「賛否両論のナイキCM」に怒る人が的外れな理由

「何かを信じろ。全てを犠牲にしてでも」の真意

ナイキジャパンのCMでは「他人とは異なる自分」に苦しむ3人の少女が自ら世界を変える一歩を踏み出す(YouTube:NIKE JAPAN「動かしつづける。自分を。未来を。」より)  
CMを作るには、確固としたマーケティング戦略が不可欠。ナイキジャパンのメッセージはブランドの価値観に共感する購買層には届いている。

ナイキジャパンが11月28日に公開したCM「動かしつづける。自分を。未来を。」がネット上で議論になっている。在日コリアン、黒人とのミックス、学校でいじめの対象になっている3人の少女がそれぞれに「他人と異なる自分」の苦しさや悩みをつぶやく。

当記事は「ニューズウィーク日本版」(CCCメディアハウス)からの転載記事です。元記事はこちら

「我慢しなきゃ」「気にしないふりしなきゃ」と自分に言い聞かせる3人に共通しているのは、サッカーへの情熱だ。

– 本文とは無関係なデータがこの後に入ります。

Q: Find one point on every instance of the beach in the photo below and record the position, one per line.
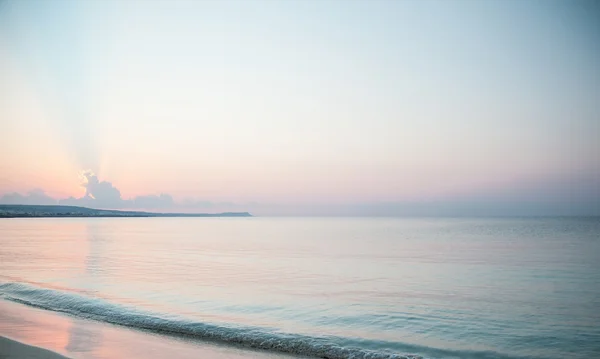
(11, 349)
(32, 333)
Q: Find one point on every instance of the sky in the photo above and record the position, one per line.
(309, 107)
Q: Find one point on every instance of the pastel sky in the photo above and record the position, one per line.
(302, 107)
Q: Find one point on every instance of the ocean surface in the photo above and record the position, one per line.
(321, 287)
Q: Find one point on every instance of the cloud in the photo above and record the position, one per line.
(577, 196)
(103, 193)
(153, 202)
(36, 196)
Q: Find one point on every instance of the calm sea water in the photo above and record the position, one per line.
(322, 287)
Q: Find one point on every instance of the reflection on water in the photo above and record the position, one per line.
(81, 339)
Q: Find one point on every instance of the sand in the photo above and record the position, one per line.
(11, 349)
(63, 336)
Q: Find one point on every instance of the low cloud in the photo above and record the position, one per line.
(36, 196)
(104, 195)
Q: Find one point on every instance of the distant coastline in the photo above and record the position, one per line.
(41, 211)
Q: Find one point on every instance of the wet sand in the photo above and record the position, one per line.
(11, 349)
(39, 334)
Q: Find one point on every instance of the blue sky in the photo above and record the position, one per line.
(320, 106)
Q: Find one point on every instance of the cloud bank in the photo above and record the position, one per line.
(571, 198)
(104, 195)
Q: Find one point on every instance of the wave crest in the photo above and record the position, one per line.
(102, 310)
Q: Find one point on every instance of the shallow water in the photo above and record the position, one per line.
(324, 287)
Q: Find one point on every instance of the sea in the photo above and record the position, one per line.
(321, 287)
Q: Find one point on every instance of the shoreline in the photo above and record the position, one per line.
(14, 349)
(30, 332)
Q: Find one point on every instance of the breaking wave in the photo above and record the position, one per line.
(257, 338)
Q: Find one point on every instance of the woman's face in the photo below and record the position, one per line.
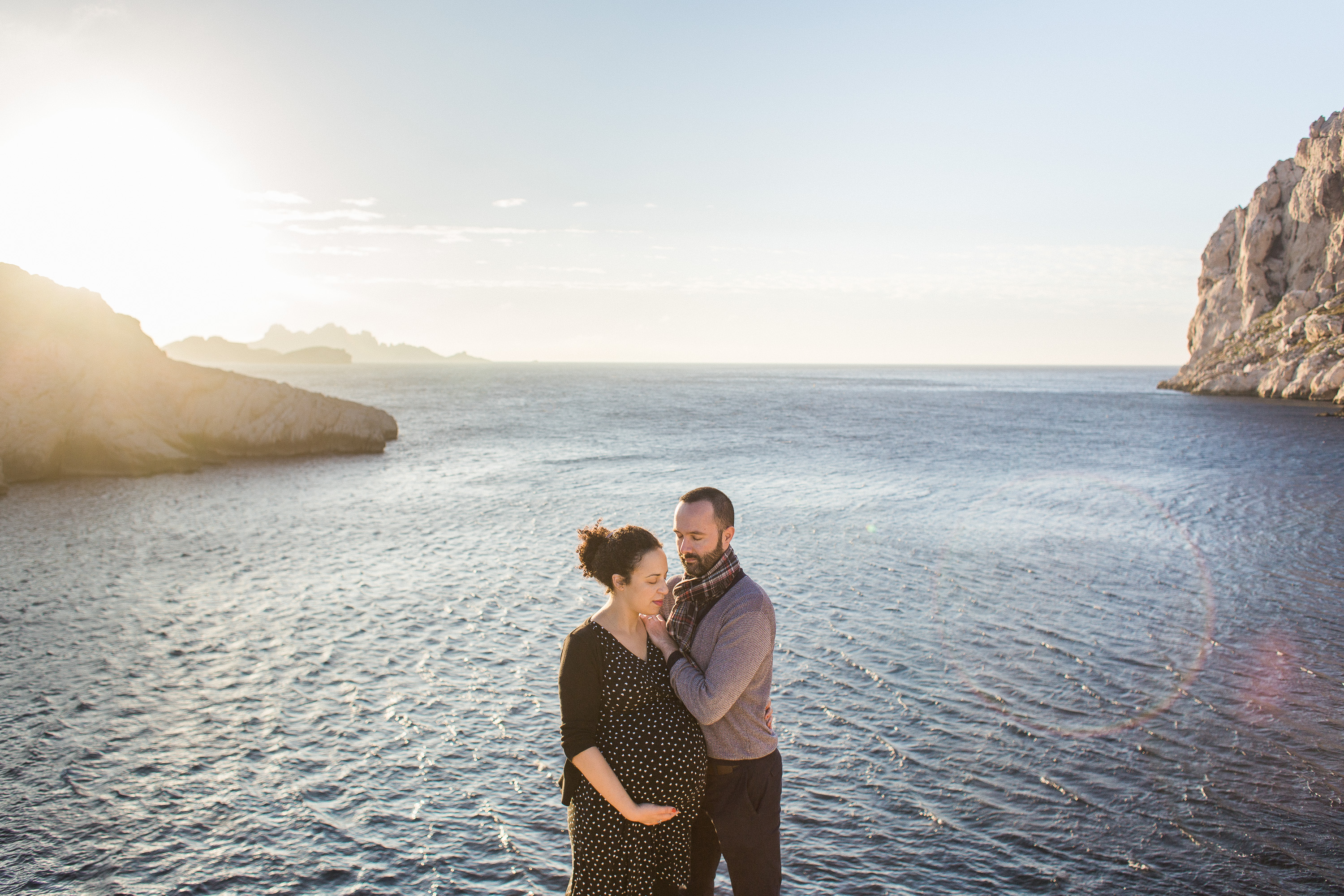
(648, 583)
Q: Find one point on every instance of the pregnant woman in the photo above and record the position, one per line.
(635, 770)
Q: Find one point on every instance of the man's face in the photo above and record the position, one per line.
(699, 540)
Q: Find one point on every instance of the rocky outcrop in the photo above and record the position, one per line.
(1271, 314)
(217, 350)
(363, 349)
(85, 393)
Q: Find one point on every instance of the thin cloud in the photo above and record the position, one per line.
(355, 252)
(284, 215)
(277, 197)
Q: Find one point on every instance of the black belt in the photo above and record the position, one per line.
(725, 769)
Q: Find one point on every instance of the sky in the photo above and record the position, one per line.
(843, 182)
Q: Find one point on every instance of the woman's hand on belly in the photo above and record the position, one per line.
(596, 769)
(650, 814)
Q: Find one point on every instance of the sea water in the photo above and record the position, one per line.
(1039, 630)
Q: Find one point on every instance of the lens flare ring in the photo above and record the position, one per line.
(1186, 676)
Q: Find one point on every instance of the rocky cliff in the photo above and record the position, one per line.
(220, 353)
(85, 393)
(1271, 314)
(363, 347)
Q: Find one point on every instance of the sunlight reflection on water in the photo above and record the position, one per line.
(338, 675)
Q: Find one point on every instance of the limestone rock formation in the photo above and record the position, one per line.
(218, 351)
(1271, 314)
(363, 349)
(85, 392)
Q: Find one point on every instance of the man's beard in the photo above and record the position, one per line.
(698, 566)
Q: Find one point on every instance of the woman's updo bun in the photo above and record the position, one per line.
(605, 554)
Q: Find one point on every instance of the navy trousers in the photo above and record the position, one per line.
(740, 821)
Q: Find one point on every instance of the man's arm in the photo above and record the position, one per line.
(745, 641)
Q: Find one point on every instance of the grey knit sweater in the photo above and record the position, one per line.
(734, 644)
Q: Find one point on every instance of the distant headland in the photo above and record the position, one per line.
(328, 345)
(85, 393)
(1271, 314)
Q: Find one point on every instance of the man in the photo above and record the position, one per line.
(719, 644)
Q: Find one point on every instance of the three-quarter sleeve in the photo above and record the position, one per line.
(581, 691)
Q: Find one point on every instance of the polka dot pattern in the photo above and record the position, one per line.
(656, 750)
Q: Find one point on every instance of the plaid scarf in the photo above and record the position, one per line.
(691, 594)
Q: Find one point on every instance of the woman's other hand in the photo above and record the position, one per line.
(651, 814)
(659, 634)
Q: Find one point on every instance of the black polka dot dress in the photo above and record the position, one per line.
(656, 750)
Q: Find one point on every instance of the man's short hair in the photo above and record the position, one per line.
(722, 505)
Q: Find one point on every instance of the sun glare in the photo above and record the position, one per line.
(119, 202)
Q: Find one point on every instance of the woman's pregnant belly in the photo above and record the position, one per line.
(658, 751)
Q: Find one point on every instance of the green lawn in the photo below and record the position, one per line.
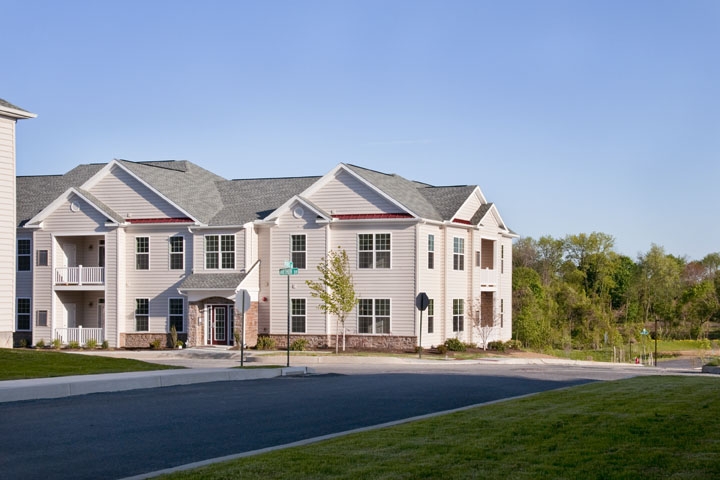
(645, 427)
(19, 364)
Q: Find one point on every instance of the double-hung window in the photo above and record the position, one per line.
(177, 252)
(142, 253)
(458, 315)
(220, 252)
(374, 250)
(23, 313)
(374, 315)
(298, 315)
(176, 314)
(24, 254)
(142, 314)
(298, 251)
(458, 253)
(431, 252)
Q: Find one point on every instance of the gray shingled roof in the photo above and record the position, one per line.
(187, 185)
(215, 201)
(224, 281)
(249, 200)
(404, 191)
(447, 200)
(37, 192)
(7, 104)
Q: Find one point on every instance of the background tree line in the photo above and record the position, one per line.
(577, 292)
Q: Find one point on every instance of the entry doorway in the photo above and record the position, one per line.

「いつか誰もがありのままに生きられる世界になればいいのに」と思うが、最後に「でも、そんなの待っていられない」と自ら世界を変えていくことを決意する。

社会から浮いたり、仲間外れになっている人たちを応援する趣旨だが、「日本人の多数が差別をしているような内容で不快」とか「日本をおとしめる内容だ」といった批判的なコメントが殺到した。

欠けている「バイヤーペルソナ」の視点

その分析記事は多くあるが、欠けているのは「バイヤーペルソナ」の視点だ。バイヤーペルソナとは、アメリカ・マーケティングソフト企業ハブスポットが作った用語で、「人口統計学の属性情報に加えて個人的な背景などの要素をすべて含めてターゲットの人物像を想定し、作成された半架空のターゲットとなる理想顧客像」を意味する。

漠然とした顧客像ではない。実際のデータを基に、名前、年齢、性別、学歴、職業、年収、住んでいる場所(都市部か地方か)、趣味、性格、オンライン行動、購買行動などを含めた架空の人物を作り上げるところまで徹底する。

企業がCMを作るときには、確固としたマーケティング戦略がなければならない。その戦略を練るうえで、バイヤーペルソナを見極めることは不可欠だ。